Intervenção de Bernardino Soares na Assembleia de República

Jornadas parlamentares do PS

Jornadas parlamentares do PS, sob o lema «o socialismo democrático e a crise económica e social

Sr. Presidente,
Sr.ª Deputada Maria de Belém Roseira,
A sua intervenção teve muitas frases sonantes mas muito pouco de concreto. Olhei para ela como uma espécie de ensaio para uma árdua tarefa que a Sr.ª Deputada, pelas funções que vai ter numa próxima batalha eleitoral, que são públicas, que é a de tentar conciliar um discurso de esquerda com o apoio a uma política de direita.
Esse é um problema que a Sr.ª Deputada não conseguiu resolver bem nesta intervenção. Esperemos que tenha mais sorte noutras tarefas que vai ter a propósito desta contingência.
Quero também dizer-lhe, Sr.ª Deputada, que já vai parecendo certo a toda a gente que o vosso discurso de qualificação do vosso socialismo é apenas definido por exclusão das outras propostas. O que os senhores dizem não é o que querem fazer, o que os senhores dizem é que «como vocês, aí à esquerda, é que não queremos ser». É basicamente este o vosso discurso em matéria de definição de prioridades.
Pelas notícias que li, nas jornadas parlamentares do seu grupo parlamentar — cuja realização aproveito para saudar —, penso que a Sr.ª Deputada falou do modelo social e do seu debate.
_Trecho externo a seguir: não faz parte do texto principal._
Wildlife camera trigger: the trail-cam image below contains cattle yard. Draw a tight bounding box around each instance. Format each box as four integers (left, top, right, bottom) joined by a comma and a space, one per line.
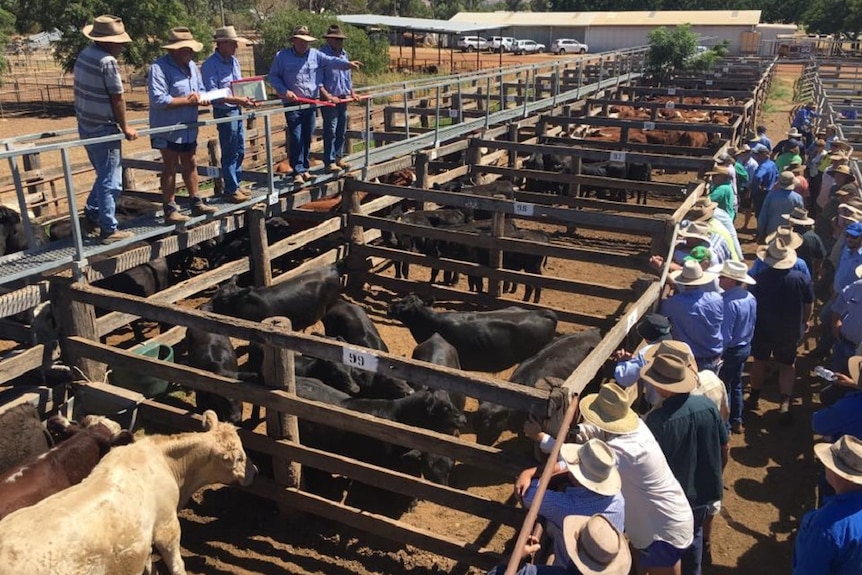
0, 53, 774, 572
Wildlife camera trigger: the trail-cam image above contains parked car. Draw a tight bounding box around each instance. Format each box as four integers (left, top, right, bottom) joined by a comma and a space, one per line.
551, 38, 589, 54
488, 36, 517, 52
458, 36, 488, 52
512, 40, 545, 54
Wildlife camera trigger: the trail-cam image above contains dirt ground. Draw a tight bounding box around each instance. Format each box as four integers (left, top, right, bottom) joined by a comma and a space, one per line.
0, 63, 817, 575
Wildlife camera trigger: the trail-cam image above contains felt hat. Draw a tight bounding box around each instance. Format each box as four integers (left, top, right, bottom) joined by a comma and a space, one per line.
560, 438, 622, 495
290, 26, 317, 42
670, 260, 715, 286
766, 226, 802, 250
81, 14, 132, 44
162, 27, 204, 52
562, 513, 632, 575
640, 353, 697, 393
814, 435, 862, 485
323, 24, 347, 40
757, 238, 796, 270
213, 26, 251, 44
580, 382, 638, 433
718, 260, 757, 285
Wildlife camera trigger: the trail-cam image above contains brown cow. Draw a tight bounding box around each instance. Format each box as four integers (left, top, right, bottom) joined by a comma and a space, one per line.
0, 416, 133, 519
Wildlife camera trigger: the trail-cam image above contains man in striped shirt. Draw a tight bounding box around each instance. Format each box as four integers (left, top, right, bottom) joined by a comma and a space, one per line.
75, 15, 138, 244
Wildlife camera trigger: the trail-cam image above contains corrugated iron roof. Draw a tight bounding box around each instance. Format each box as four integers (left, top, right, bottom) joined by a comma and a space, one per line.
450, 10, 761, 27
338, 14, 502, 34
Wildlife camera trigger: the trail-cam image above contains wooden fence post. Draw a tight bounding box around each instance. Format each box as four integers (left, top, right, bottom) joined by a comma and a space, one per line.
263, 317, 302, 513
50, 277, 107, 383
246, 205, 272, 287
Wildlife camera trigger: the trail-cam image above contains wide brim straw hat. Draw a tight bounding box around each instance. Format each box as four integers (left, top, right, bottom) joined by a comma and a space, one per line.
580, 383, 638, 433
213, 26, 251, 44
81, 14, 132, 44
562, 514, 632, 575
162, 28, 204, 52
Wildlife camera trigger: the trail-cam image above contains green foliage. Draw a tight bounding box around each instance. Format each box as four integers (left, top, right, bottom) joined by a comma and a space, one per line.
260, 10, 389, 75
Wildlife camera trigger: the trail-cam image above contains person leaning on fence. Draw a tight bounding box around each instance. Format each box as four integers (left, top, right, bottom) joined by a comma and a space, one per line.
74, 15, 138, 244
147, 28, 216, 224
320, 24, 358, 172
201, 26, 256, 204
269, 26, 362, 185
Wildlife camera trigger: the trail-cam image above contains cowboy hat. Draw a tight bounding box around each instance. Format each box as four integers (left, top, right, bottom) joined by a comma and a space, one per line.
643, 339, 697, 370
213, 26, 251, 44
290, 26, 317, 42
757, 238, 796, 270
670, 260, 715, 286
781, 206, 814, 226
323, 24, 347, 40
766, 226, 802, 250
640, 353, 697, 393
560, 438, 622, 495
718, 260, 757, 285
580, 382, 639, 433
812, 435, 862, 486
162, 28, 204, 52
81, 14, 132, 44
563, 513, 632, 575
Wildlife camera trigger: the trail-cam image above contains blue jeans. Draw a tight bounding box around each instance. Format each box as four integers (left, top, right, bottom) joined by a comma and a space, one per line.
681, 505, 709, 575
718, 343, 751, 424
82, 132, 123, 236
320, 102, 347, 166
213, 108, 245, 196
284, 108, 317, 174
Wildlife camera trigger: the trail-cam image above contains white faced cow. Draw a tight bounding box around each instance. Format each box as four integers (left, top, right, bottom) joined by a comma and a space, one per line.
0, 411, 257, 575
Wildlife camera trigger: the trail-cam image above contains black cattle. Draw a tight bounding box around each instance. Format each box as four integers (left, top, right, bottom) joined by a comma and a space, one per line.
389, 295, 557, 372
212, 266, 341, 331
473, 328, 602, 445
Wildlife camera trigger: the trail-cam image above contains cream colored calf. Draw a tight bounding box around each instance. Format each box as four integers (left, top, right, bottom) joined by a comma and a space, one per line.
0, 411, 257, 575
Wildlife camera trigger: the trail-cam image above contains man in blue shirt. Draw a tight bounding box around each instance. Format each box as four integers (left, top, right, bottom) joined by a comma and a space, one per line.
718, 261, 757, 433
201, 26, 255, 204
320, 24, 357, 172
793, 435, 862, 575
269, 26, 362, 185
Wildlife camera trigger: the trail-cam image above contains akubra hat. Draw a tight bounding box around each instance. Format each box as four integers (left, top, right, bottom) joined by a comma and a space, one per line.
81, 14, 132, 44
562, 513, 632, 575
162, 28, 204, 52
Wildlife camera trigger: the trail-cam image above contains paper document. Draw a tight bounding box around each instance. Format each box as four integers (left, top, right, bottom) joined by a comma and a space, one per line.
201, 88, 231, 102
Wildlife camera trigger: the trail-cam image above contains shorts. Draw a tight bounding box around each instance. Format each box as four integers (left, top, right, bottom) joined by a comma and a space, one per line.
751, 330, 799, 365
150, 136, 198, 154
638, 540, 686, 568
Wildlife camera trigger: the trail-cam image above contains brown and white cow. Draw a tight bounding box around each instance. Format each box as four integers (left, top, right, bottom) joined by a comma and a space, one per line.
0, 411, 257, 575
0, 416, 133, 519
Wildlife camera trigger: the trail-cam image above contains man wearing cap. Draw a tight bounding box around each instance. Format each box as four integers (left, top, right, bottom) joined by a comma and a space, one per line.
718, 261, 757, 433
515, 438, 625, 567
749, 238, 814, 422
320, 24, 357, 172
75, 15, 138, 244
147, 28, 216, 224
659, 261, 724, 373
269, 26, 362, 185
641, 354, 728, 575
201, 26, 256, 204
793, 435, 862, 575
757, 172, 805, 242
539, 383, 694, 575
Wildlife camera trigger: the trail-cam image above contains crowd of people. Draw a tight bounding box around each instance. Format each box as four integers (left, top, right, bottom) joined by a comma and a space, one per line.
497, 118, 862, 575
74, 15, 361, 244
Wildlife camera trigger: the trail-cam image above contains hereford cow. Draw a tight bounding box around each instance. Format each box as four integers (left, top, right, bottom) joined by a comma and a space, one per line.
389, 295, 557, 372
0, 411, 257, 575
0, 416, 133, 519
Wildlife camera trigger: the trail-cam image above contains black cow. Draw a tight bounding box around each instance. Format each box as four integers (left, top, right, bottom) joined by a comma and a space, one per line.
473, 328, 602, 445
389, 295, 557, 372
212, 266, 341, 331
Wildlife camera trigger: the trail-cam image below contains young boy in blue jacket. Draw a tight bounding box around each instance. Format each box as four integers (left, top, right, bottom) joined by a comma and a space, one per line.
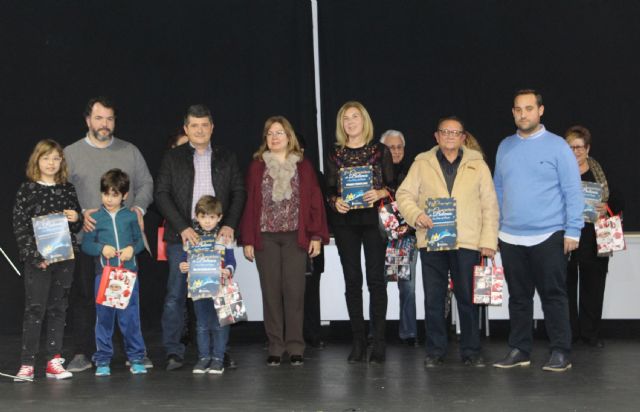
82, 169, 147, 376
180, 195, 236, 375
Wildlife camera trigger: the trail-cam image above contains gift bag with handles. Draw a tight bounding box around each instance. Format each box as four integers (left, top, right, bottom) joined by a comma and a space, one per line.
213, 278, 248, 326
96, 263, 138, 309
594, 205, 626, 256
473, 257, 504, 306
378, 195, 409, 240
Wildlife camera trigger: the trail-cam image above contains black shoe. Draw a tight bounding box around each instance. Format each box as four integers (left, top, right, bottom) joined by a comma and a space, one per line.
267, 356, 280, 366
424, 355, 443, 369
493, 348, 531, 369
400, 338, 418, 348
289, 355, 304, 366
347, 340, 367, 363
222, 352, 238, 369
584, 338, 604, 349
369, 345, 387, 364
542, 350, 571, 372
167, 354, 184, 371
462, 355, 486, 368
307, 339, 327, 349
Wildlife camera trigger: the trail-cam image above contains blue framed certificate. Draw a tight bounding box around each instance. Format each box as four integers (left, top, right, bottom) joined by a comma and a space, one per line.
425, 197, 458, 252
187, 249, 222, 300
339, 166, 373, 209
31, 213, 74, 263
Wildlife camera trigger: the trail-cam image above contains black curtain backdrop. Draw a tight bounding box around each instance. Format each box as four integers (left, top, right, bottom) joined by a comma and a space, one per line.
319, 0, 640, 216
0, 0, 640, 333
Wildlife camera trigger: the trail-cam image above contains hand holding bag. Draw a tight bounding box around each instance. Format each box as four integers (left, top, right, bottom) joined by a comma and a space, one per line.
378, 195, 409, 240
594, 205, 626, 256
96, 262, 138, 309
213, 277, 248, 326
473, 256, 504, 306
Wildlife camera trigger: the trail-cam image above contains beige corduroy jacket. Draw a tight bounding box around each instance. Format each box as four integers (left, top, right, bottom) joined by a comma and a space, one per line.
396, 146, 500, 250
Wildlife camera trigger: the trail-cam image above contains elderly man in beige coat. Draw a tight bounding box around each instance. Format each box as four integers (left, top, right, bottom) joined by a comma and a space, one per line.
396, 116, 499, 368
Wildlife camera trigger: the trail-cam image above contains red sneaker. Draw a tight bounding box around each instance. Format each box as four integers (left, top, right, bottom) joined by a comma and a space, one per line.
13, 365, 33, 382
47, 355, 73, 379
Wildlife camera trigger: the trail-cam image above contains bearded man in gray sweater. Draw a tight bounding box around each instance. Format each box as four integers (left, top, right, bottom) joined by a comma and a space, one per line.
64, 97, 153, 372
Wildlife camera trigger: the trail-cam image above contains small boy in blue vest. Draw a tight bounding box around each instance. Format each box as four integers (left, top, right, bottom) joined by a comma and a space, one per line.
82, 169, 147, 376
180, 195, 236, 375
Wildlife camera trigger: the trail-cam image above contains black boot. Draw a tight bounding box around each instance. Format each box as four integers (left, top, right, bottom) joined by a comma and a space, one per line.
347, 336, 367, 363
369, 287, 387, 363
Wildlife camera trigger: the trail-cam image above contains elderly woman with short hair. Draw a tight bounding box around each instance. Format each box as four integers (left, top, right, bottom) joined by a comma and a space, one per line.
240, 116, 329, 366
565, 125, 624, 348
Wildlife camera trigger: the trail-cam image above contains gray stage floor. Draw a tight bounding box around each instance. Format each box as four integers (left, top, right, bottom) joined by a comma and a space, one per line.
0, 336, 640, 412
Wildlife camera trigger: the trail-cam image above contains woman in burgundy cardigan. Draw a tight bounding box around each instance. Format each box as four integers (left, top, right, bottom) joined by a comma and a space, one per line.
240, 116, 329, 366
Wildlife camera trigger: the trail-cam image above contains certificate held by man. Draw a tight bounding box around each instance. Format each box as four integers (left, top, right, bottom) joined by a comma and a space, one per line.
340, 166, 373, 209
425, 197, 458, 252
32, 213, 73, 263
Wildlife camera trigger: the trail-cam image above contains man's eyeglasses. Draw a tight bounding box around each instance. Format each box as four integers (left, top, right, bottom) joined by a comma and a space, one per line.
438, 129, 464, 137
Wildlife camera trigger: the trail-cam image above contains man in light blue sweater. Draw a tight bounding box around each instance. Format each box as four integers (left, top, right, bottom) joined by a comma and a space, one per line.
494, 90, 584, 371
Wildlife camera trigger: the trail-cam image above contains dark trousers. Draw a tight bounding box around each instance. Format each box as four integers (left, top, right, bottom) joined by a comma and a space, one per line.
333, 225, 387, 344
162, 242, 187, 358
20, 260, 74, 366
500, 231, 571, 353
70, 252, 96, 357
420, 249, 480, 357
255, 232, 307, 356
567, 253, 609, 340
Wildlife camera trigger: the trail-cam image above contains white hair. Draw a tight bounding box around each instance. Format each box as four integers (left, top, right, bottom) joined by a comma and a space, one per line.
380, 129, 406, 146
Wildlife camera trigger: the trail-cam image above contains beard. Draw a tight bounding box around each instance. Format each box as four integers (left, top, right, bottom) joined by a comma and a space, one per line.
91, 127, 113, 142
518, 122, 540, 134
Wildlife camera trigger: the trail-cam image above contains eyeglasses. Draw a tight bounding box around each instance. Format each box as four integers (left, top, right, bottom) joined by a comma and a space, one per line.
267, 130, 287, 137
438, 129, 464, 137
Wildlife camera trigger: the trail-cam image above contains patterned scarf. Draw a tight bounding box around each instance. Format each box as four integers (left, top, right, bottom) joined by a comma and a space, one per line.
262, 152, 300, 202
587, 157, 609, 203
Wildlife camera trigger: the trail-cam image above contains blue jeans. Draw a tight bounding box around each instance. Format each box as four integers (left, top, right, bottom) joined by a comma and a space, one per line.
499, 231, 571, 354
93, 268, 146, 366
162, 242, 187, 358
193, 299, 230, 361
398, 245, 418, 339
420, 249, 480, 357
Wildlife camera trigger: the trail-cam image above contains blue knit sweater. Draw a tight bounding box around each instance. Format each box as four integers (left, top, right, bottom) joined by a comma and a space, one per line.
82, 206, 144, 272
494, 127, 584, 238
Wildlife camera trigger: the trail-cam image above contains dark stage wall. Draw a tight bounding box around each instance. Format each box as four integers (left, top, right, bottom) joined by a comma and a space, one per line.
0, 0, 640, 332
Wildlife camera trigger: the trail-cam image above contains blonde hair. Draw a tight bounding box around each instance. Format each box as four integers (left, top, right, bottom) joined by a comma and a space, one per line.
336, 101, 373, 147
464, 130, 485, 158
253, 116, 302, 160
26, 139, 69, 184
Claro que, a propósito disso, não disse nada sobre as medidas que o Governo está a aplicar, que não têm nada a ver com o modelo social que a Sr.ª Deputada aqui referiu nesta sua intervenção.
Por exemplo, nas jornadas parlamentares do Partido Socialista, foi debatido se deveria haver tectos ou critérios nas prestações sociais, tendo muita gente dito que devia haver critérios e não tectos. Ontem, o Sr. Ministro das Finanças esteve presente no Parlamento e, em resposta a uma pergunta do PCP, confirmou que não há critérios, que o critério é o tecto. Lá está uma contradição entre o discurso e a prática!
A Sr.ª Deputada falou também da defesa do interesse nacional — penso que em referência à questão do uso da golden share na Portugal Telecom. Ora, o Sr. Ministro das Finanças, perguntado sobre se haveria golden shares nestas privatizações absurdas que o Governo está a preparar, também já respondeu que não vai haver!
Portanto, para o PS, o interesse nacional na REN, na CP, nos Correios, na EDP, na Galp e em empresas estratégicas para o País já não interessa nada!... Interessava na segunda-feira e na terça-feira, nas Jornadas do Partido Socialista, mas já não interessa na quarta-feira, segundo as palavras do Sr. Ministro das Finanças.
Já, agora, Sr.ª Deputada, relativamente à questão da revisão constitucional, porque é que o PS não diz que não está disponível para nada do que o PSD propõe?!
Quanto a revisões constitucionais, já vimos, ao longo de muitos anos, que tudo começa sempre com o PS com solenes afirmações de que não vai ceder ao PSD e, geralmente, tudo acaba com uma capitulação total do PS às intenções do PSD.
Sabemos sempre como começam, mas nunca sabemos como acabam.
Portanto, Sr.ª Deputada, a sua intervenção foi mais um exercício de discurso à esquerda para quem governa com política de direita e com a direita a apoiar essa política. E essa é que é a contradição que não conseguirão resolver enquanto não optarem por fazer uma política de esquerda, que tanto apregoam mas nunca põem em prática.
Muito obrigado pela tolerância, Sr. Presidente.